Am 4. Juli fuhr die Jugendkapelle für vier Tage nach Seelisberg in der Schweiz. Neben einem musikalischen Lehrgang mit Dirigent Wolfgang Wuttke war der Höhepunkt der Reise sicherlich das gemeinsame Freundschaftsplatzkonzert mit der Musikgesellschaft Seelisberg.
Die Musikvereins Hocketse fand in diesem Jahr am 30. und 31. August statt. Am Samstag spielten die Jugendkapelle Steinenbronn und die Stadtkapelle Waldenbuch, am Sonntag die Jugendkapelle und die Kapellen aus Deckenpfronn, Dillweißenstein und Kuppingen.
Am 21. September führte der Ausflug des Musikvereins in die Pfalz. Die Route führte über die Deutsche Weinstraße und Annweiler zur Weinprobe nach Edenkoben und zum abschließenden Abendessen nach Flein.
Am 7. Oktober 1986 wurde der Musikverein Steinenbronn beim Amtsgericht Böblingen in das Vereinsregister unter der Nummer 890 eingetragen und darf sich seither nennen:
„Musikverein Steinenbronn e.V."
Zu einem bunten Programm unter dem Motto „Mit Musik geht alles besser..." lud die Jugendkapelle am 19. Oktober unsere Senioren in die Turnhalle ein.
Die Feierstunde zum Totensonntag am 23. November wurde von der aktiven Kapelle mitgestaltet.
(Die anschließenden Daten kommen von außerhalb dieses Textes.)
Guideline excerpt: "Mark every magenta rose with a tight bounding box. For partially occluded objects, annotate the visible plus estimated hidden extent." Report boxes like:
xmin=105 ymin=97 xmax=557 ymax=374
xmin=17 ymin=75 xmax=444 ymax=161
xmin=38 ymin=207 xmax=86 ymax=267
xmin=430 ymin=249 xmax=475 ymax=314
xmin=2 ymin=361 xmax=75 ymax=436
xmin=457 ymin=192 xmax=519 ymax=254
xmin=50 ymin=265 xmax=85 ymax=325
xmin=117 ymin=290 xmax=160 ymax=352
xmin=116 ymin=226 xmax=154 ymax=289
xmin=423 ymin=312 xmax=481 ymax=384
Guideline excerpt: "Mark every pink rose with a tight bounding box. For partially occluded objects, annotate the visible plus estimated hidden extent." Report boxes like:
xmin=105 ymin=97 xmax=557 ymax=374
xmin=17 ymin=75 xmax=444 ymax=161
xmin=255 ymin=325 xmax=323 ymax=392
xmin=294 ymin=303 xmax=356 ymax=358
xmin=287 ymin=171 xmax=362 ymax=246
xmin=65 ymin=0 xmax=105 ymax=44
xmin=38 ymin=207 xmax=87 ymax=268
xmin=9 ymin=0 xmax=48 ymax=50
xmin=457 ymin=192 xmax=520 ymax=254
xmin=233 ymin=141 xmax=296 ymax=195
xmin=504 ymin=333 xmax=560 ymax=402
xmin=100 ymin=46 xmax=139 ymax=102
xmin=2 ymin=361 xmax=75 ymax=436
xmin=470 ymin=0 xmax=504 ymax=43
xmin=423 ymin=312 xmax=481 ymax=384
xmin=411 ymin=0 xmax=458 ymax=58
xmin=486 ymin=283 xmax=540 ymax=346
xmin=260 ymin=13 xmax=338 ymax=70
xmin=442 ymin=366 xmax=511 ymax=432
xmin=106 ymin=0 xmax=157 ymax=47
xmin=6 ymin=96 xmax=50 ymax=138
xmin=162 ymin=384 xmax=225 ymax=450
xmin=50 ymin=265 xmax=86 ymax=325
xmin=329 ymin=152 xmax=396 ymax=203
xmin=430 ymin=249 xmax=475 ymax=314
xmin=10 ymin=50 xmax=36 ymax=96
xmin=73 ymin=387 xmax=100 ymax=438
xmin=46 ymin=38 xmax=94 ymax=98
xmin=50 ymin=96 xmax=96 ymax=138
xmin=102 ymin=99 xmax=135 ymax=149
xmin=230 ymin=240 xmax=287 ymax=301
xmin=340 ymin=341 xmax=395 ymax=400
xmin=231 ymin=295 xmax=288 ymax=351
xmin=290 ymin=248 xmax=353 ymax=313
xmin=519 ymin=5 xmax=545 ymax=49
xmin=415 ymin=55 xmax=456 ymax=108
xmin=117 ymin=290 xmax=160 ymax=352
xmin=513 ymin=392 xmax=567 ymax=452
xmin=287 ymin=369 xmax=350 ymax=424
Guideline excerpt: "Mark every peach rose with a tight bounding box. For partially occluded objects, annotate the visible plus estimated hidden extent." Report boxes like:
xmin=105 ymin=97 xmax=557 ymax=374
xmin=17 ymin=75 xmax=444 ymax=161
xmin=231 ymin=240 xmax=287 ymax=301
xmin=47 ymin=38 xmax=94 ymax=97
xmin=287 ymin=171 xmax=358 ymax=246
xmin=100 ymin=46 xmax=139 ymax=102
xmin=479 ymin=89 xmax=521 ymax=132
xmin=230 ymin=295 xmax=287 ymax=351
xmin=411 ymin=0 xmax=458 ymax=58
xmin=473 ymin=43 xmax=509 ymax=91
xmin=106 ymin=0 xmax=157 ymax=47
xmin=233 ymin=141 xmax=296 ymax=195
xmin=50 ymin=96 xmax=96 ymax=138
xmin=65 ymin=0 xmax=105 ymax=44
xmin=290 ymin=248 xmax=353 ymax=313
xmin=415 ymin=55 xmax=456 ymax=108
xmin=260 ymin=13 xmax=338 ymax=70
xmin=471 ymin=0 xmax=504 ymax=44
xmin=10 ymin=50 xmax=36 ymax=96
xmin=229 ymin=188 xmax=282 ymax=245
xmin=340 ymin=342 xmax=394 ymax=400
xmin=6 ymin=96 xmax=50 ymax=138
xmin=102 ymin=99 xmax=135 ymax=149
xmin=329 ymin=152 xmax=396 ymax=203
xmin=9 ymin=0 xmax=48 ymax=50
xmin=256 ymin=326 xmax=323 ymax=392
Das Winterkonzert am 7. Dezember in der bis zum letzten Platz gefüllten Turnhalle war wieder sehr gelungen. Die Jugendkapelle unter Wolfgang Wuttke eröffnete das Konzert und erhielt insbesondere für die Melodienfolge aus Werken von Wolfgang Amadeus Mozart sehr herzlichen Applaus. Anschließend zeigte die Jugendgruppe unter der Leitung von Herbert Köcheler, wie sie nach nur einjährigem Unterricht vor Publikum sehr sauber musizieren können. Im Hauptteil bewies die aktive Kapelle wiederum ihren hohen Leistungsstand mit Werken wie „Pique Dame", Melodien aus der Operette „Maske in Blau" und dem „Spanischen Zigeunertanz".
Am Heiligen Abend spielte die Jugendkapelle und die Jugendgruppe sowie die aktive Kapelle wieder Weihnachtslieder in den Straßen des Ortes.